日本国の意思2
日本の意思2
パーパルディア皇国 皇都 エストシラント 皇帝ルディアスの私室
第3文明圏の富が集まる皇都、その国力の象徴とも言える皇城に住まう皇帝ルディアス。彼の私室には1人の銀髪の女性がいた。
「レミール、この世界のあり方について、そしてこのパーパルディア皇国について、お前はどう思う?」
雑談中の質問。
「はい、陛下、多くの国がひしめく中、皇国は第3文明圏の頂点に立っています。
多数の国を束ねる方法として、我が国では恐怖を用いていますが、これは非常に有効的であると思います」
「そう、恐怖による支配こそ、国力増大のためには必要だ。
神聖ミリシアル帝国や、ムーは近接国と融和政策をとっている。そんな軟弱な国よりも我が国が下に見られている事自体が我慢ならない。
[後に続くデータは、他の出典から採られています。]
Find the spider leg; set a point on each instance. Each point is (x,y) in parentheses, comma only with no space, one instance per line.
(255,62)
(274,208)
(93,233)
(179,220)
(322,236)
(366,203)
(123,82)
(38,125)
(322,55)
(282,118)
我が国は、第3文明圏を統一し、大国、いや、超大国として君臨する。
何れは第1文明圏、第2文明圏を配下に置き、パーパルディアによる世界統一により、世界から永遠に戦争を無くし、真の平和が訪れる。
それこそが、世界の国々の人のため・・・。
そうは思わぬか?レミールよ」
レミールは感動に震える。
陛下はなんという器の大きい男なのだろうか。
「へ・・・陛下がそれほどまでに世界の民のことをお考えだとは・・・レミール感動でございます」
レミールは、感動のあまり、目に涙を浮かべている。
皇帝ルディアスは続ける。
「そのためには、多くの血も流れるだろうが、それは大事を成し遂げるための小事、やむおえない犠牲だ。
そして、皇国の障害となる者たちは排除していかなければならない」
「はい!!!」
「そういえば、レミール、フェン王国と日本についてはどうなっている?そなたの口からも聞きたい」
「はい、皇軍については、フェン王国のニシノミヤコを落としました。その時に、200名ほどの日本人を捕らえ、日本との会談に役立てました」
話は続く。
「我が国の要求を伝えたところ、日本は曖昧な返事をしたため、捕らえた日本人200名を魔画通信で中継しながら殺処分いたしました」
皇帝は薄ら笑いを浮かべる。
「ほう・・それは、さぞかし慌てた事だろう。私の言ったとおり、教育の機会を与えたのだな。
して、反応は?」
「蛮族らしく、大声をあげていました。
陛下、あのような民は滅ぼした方が良い思とうのですが、何故あのような者たちにも教育の機会が必要なのでしょうか?」
「・・・私はどんな蛮族でも等しく滅びから回避する機会を与えなければならないと思っている。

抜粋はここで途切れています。